Walls pulled him back farther and deeper. Gradually, his vision returned to normal. He could see Walls’s sweating face just ahead.

“I can see now.”

“Man, don’t ever look at those suckers when they go off.”

“How many did we get?”

“I don’t know, man. Hard to say. In the dark, it sometime seem like so much more, you know?”

They fell into silence. Witherspoon breathed raggedly, looking for his energy. He felt as though he could sleep for a hundred years. He could smell Walls next to him. Yet he sensed no stress in Walls.

“You like this, don’t you?” he asked, amazed.

Walls sniggered. “Shee-itt,” he finally said, “a chance to kill white boys?
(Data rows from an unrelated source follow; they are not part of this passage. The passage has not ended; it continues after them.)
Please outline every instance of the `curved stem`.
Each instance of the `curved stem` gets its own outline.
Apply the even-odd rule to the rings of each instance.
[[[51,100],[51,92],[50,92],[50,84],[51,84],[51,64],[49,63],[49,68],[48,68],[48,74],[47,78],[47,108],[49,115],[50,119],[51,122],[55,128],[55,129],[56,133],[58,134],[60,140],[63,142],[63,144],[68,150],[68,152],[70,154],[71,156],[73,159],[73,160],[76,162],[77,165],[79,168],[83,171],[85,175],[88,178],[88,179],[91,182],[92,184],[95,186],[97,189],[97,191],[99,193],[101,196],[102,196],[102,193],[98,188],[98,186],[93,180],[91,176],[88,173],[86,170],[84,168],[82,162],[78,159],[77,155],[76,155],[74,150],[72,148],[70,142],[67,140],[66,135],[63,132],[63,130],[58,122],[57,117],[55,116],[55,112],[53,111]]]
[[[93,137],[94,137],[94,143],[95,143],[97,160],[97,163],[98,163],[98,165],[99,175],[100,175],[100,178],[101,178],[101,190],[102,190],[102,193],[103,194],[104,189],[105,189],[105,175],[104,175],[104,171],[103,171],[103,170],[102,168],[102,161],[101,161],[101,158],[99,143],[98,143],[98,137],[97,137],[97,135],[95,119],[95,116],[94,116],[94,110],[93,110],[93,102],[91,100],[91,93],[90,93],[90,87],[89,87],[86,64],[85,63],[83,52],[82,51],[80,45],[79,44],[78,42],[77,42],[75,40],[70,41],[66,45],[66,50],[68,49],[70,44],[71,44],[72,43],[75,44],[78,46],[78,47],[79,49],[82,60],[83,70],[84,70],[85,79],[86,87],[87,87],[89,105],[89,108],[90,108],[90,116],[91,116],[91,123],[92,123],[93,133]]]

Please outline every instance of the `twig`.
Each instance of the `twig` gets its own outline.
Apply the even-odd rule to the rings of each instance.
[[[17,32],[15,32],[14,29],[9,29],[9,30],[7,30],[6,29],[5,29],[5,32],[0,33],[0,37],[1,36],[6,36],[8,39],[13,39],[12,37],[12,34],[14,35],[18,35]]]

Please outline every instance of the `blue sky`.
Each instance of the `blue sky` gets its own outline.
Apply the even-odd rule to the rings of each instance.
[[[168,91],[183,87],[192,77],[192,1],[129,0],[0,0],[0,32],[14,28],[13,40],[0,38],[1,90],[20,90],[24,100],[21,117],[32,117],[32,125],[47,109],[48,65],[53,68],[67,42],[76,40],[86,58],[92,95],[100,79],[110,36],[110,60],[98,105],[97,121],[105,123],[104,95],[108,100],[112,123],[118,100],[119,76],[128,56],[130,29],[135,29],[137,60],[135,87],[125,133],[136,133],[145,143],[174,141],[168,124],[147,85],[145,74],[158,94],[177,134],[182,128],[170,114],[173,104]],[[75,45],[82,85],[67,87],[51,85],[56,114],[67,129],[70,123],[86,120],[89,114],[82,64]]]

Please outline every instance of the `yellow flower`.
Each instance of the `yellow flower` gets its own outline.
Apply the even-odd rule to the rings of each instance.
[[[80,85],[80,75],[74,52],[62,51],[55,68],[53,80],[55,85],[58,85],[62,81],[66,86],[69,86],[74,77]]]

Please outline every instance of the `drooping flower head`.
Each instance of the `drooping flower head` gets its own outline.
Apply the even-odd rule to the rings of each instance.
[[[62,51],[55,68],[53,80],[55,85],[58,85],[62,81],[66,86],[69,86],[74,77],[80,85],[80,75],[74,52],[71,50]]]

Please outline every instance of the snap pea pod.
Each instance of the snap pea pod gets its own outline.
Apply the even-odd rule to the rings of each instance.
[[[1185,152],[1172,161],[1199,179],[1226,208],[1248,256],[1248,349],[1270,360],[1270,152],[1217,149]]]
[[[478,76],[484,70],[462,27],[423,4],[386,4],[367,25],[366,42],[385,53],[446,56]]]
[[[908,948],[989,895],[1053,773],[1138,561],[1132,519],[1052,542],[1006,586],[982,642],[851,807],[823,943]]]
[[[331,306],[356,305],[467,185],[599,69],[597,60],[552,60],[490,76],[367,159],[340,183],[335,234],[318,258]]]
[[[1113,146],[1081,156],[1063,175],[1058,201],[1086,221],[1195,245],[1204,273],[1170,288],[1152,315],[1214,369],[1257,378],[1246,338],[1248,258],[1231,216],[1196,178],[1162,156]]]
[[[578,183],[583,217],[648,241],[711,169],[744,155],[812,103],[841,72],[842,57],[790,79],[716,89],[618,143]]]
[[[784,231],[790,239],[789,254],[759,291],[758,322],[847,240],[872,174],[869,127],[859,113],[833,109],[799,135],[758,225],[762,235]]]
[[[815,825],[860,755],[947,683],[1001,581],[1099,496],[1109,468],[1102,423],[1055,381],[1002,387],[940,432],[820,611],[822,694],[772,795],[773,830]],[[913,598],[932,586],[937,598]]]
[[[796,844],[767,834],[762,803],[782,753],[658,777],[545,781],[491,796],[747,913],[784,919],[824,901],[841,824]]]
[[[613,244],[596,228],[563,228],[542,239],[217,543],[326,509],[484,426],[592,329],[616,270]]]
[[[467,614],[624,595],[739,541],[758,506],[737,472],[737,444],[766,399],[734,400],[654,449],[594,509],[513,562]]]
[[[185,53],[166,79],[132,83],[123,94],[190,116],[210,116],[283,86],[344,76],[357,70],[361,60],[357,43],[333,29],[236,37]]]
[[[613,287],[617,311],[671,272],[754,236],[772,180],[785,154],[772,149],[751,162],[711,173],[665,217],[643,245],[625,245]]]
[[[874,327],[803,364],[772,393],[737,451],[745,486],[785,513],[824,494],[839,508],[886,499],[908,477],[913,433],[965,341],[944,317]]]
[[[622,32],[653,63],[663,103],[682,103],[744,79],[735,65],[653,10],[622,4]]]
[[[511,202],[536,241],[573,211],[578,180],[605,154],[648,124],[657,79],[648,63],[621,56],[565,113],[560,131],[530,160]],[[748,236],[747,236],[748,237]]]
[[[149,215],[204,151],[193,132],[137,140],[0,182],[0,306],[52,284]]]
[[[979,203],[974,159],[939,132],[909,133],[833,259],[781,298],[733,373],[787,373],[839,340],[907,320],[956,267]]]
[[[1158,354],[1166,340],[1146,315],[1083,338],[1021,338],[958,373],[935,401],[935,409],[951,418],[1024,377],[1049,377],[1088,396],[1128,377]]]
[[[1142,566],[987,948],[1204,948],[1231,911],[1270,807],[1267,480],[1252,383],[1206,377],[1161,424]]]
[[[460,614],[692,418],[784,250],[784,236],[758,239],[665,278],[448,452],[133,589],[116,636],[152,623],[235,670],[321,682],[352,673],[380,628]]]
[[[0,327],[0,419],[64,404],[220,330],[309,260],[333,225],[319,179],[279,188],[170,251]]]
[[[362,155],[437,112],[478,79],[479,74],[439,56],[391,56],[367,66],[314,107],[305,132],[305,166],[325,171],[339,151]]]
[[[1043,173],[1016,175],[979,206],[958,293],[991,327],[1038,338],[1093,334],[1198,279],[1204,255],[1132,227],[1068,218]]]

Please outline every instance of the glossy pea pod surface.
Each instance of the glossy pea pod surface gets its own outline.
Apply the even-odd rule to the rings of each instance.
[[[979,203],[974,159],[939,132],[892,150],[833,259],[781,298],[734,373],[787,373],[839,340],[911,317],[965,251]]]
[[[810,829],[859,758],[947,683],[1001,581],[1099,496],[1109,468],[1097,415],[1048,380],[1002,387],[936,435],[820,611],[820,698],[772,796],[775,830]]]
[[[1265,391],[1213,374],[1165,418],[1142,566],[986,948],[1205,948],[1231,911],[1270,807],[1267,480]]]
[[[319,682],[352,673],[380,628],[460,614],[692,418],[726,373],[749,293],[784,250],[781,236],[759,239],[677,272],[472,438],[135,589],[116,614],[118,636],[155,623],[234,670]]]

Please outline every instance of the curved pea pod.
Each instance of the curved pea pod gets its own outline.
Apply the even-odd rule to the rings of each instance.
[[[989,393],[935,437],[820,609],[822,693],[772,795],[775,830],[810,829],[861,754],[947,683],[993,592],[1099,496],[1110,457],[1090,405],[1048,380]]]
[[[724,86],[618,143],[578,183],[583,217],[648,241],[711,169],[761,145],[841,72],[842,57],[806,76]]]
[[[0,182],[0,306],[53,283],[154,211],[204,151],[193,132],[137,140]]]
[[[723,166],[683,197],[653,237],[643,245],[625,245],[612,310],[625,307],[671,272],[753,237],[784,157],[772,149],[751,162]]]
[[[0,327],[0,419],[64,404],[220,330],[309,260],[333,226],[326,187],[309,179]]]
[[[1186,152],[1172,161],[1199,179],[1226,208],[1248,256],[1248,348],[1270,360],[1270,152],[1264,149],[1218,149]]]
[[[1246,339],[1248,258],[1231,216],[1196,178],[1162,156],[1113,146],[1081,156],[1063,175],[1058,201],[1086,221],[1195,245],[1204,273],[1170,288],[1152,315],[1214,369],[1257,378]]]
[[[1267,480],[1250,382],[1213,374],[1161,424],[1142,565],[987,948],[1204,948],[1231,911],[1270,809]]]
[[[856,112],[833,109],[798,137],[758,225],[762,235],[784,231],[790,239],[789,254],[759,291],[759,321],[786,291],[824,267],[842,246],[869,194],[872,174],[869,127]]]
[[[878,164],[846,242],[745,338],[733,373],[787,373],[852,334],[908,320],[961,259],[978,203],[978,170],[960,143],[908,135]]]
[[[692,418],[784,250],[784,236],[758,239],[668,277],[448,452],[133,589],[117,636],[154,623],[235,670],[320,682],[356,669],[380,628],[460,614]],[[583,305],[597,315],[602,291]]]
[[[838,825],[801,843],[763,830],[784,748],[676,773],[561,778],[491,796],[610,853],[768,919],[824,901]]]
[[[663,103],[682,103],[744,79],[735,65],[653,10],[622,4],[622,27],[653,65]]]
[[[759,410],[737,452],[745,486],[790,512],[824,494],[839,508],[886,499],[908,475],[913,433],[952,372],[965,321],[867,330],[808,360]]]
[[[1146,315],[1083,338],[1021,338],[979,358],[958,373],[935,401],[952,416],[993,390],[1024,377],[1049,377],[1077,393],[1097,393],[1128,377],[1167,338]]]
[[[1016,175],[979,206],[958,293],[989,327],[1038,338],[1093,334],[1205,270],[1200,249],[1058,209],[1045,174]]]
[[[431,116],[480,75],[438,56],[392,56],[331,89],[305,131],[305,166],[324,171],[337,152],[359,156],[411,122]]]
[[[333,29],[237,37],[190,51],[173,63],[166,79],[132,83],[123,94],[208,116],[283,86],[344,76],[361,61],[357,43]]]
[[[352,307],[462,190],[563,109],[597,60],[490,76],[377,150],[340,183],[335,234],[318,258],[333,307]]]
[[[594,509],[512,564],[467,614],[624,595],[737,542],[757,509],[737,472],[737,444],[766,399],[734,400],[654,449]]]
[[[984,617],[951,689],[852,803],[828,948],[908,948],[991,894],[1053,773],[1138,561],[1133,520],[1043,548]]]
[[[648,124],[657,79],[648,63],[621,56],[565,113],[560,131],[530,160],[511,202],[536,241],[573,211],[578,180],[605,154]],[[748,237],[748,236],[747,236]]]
Man, this is like a
vacation!”

“You think they had enough?”

“No. Not these white boys.
Most
white boys, not
these
white boys. These white boys
pissed.”

From the footsteps she guessed no more than five. She heard them rushing along, their breathing ragged under the equipment they wore and their urgency. Then the first explosion came, its flash bouncing off the walls and through the
turns all the way to her, its hot, dry concussion arriving a half second later. There were screams and moans. But then—the sound traveled surprisingly well under the ground, for it had no place else to go except straight to her—she heard the scuffle of feet.

Mother, they are still coming.

I hear them.

This surprised her. In the war, the Americans almost always turned back when they took casualties. On the surface, when they started losing people, they withdrew and called in the airplanes. But in the tunnels there were no airplanes; they simply retreated. Yet these footsteps came on, if anything, more determined than before.

She turned, upset, now frightened, and began to withdraw deeper still into the tunnel.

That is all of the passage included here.